Because when it comes to intersectionality, there’s lots of different ways in which women of colour are affected. There’s a lot of nuances, and it has to be acknowledged or else you end up in a situation where a company – and some companies do do this – where they’re like, ‘Oh we have X amount of women of colour, working here we’re doing really well,’ then you find out that all the staff are of one demographic.

Esther: If you had one bit of advice you could say to publishing businesses as to how to improve the problem, what would you say to them?

Charlie: Do your research. Do it yourselves. We get contacted by people all the time who are looking to mine us for our advice, but we’re not doing anything that they couldn’t learn to do, if that makes sense. I know that’s not a particularly helpful answer but I think you can use us as inspiration. We’re doing good stuff, and we’ve thought very carefully about our processes, and we have a very clear political angle.

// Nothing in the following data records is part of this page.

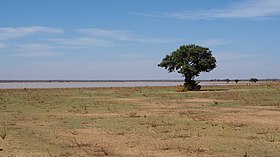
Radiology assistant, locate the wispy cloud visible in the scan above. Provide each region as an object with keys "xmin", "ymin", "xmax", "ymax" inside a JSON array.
[
  {"xmin": 79, "ymin": 28, "xmax": 176, "ymax": 43},
  {"xmin": 46, "ymin": 37, "xmax": 115, "ymax": 48},
  {"xmin": 137, "ymin": 0, "xmax": 280, "ymax": 20},
  {"xmin": 0, "ymin": 43, "xmax": 8, "ymax": 49},
  {"xmin": 215, "ymin": 52, "xmax": 266, "ymax": 63},
  {"xmin": 13, "ymin": 43, "xmax": 58, "ymax": 57},
  {"xmin": 0, "ymin": 26, "xmax": 63, "ymax": 40}
]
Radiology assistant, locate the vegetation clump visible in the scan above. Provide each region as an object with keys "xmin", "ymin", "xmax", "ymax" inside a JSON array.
[{"xmin": 158, "ymin": 44, "xmax": 217, "ymax": 91}]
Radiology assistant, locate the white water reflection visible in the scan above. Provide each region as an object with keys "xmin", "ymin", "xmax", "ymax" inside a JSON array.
[
  {"xmin": 0, "ymin": 81, "xmax": 254, "ymax": 89},
  {"xmin": 0, "ymin": 82, "xmax": 183, "ymax": 89}
]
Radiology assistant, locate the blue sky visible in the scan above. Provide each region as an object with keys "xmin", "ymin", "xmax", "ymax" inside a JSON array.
[{"xmin": 0, "ymin": 0, "xmax": 280, "ymax": 80}]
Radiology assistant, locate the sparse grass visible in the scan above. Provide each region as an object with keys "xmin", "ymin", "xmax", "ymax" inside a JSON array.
[{"xmin": 0, "ymin": 83, "xmax": 280, "ymax": 157}]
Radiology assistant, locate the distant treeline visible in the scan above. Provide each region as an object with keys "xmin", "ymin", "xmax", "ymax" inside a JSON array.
[
  {"xmin": 0, "ymin": 80, "xmax": 183, "ymax": 83},
  {"xmin": 0, "ymin": 79, "xmax": 280, "ymax": 83}
]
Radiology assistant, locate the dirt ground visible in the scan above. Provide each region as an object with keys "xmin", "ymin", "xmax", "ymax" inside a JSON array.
[{"xmin": 0, "ymin": 83, "xmax": 280, "ymax": 157}]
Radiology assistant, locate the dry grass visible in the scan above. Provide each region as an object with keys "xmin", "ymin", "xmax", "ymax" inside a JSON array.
[{"xmin": 0, "ymin": 83, "xmax": 280, "ymax": 157}]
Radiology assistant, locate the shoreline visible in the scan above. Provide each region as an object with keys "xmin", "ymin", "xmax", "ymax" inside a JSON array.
[{"xmin": 0, "ymin": 80, "xmax": 270, "ymax": 89}]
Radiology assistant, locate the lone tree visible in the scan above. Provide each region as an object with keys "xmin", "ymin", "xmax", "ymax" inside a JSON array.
[
  {"xmin": 158, "ymin": 44, "xmax": 216, "ymax": 90},
  {"xmin": 249, "ymin": 78, "xmax": 259, "ymax": 83}
]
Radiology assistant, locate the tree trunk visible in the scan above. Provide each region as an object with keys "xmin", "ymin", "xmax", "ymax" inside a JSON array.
[{"xmin": 184, "ymin": 75, "xmax": 201, "ymax": 91}]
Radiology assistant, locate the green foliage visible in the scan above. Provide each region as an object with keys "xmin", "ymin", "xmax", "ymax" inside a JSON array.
[{"xmin": 158, "ymin": 44, "xmax": 216, "ymax": 90}]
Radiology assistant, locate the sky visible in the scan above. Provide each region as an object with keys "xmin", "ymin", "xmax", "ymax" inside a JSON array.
[{"xmin": 0, "ymin": 0, "xmax": 280, "ymax": 80}]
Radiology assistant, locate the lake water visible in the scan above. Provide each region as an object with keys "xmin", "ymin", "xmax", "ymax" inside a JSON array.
[
  {"xmin": 0, "ymin": 81, "xmax": 252, "ymax": 89},
  {"xmin": 0, "ymin": 82, "xmax": 183, "ymax": 89}
]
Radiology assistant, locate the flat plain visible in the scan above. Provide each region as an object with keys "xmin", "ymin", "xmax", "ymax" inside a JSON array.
[{"xmin": 0, "ymin": 82, "xmax": 280, "ymax": 157}]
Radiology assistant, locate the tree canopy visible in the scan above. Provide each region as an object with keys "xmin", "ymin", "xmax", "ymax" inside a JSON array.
[{"xmin": 158, "ymin": 44, "xmax": 217, "ymax": 90}]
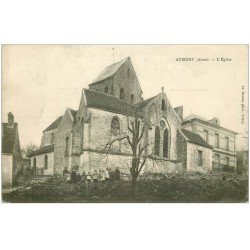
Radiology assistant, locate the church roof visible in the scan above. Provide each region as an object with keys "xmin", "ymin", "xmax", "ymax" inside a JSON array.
[
  {"xmin": 2, "ymin": 123, "xmax": 17, "ymax": 154},
  {"xmin": 43, "ymin": 109, "xmax": 77, "ymax": 132},
  {"xmin": 43, "ymin": 116, "xmax": 62, "ymax": 132},
  {"xmin": 28, "ymin": 144, "xmax": 54, "ymax": 157},
  {"xmin": 181, "ymin": 129, "xmax": 213, "ymax": 149},
  {"xmin": 136, "ymin": 95, "xmax": 158, "ymax": 108},
  {"xmin": 84, "ymin": 89, "xmax": 137, "ymax": 116},
  {"xmin": 89, "ymin": 57, "xmax": 128, "ymax": 85}
]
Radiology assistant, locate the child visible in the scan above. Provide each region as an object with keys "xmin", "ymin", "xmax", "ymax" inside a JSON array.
[
  {"xmin": 104, "ymin": 168, "xmax": 109, "ymax": 181},
  {"xmin": 87, "ymin": 172, "xmax": 91, "ymax": 183},
  {"xmin": 92, "ymin": 169, "xmax": 97, "ymax": 182},
  {"xmin": 97, "ymin": 169, "xmax": 102, "ymax": 182}
]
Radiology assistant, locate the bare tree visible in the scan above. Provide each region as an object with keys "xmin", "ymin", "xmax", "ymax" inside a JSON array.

And if you still think in this day and age that it’s okay to publish racist, homophobic, transphobic, whatever content, you’re never going to encourage a diverse staff base. You can see it even at the Guardian with their horrible editorials on trans people, they then lost I think one of their only trans members of staff. It’s a real shame.

You have to look internally before you even think about hiring people into a company which isn’t ready for them. There’s so many people who have worked at different publications and who have left because of racism, micro aggressions, because of just structural problems, in terms of just like, they know that they’re not going to grow in that position because there’s an old white guy who’s been there for 50 million years who is never going to leave. Not to say that old white guys don’t have a place in the journalism industry! Of course they do.

It’s important to tackle your problems on the inside first. And then open it up and bring people in.

Esther: And apart from gal-dem, you do lots of cool freelance stuff as well. You’ve had quite a varied career. Have you had a particular achievement that you’re particularly proud of in your career so far?

Charlie: I obviously suffer from heinous imposter syndrome, and I’m by no means the most perfect freelancer in the world. I get distracted easily, but probably my biggest achievement so far has been, I finished a six month internship at the Financial Times, and at the end of it I managed to land my first feature, long form feature in print with them which was on hair salons in Peckham.

And I felt like that was quite an important one because I don’t think readers of the FT would have read about hair salons in Peckham. And it was also just telling an important story. And I also think it was a bit of a kick up the arse for the council at the time, because they were moving the hair salons from a really busy street to a backstreet.

And although I’m not at all going to put it down to the feature alone, I think there was a lot of people who are working hard to make sure that the hairdressers were looked after.

What I’ve seen since then is at the hairdressers have really been looked after, and they’ve really tried to put funding behind them to make sure that their businesses can still succeed. So I like to think that maybe I had a tiny tiny hand in that.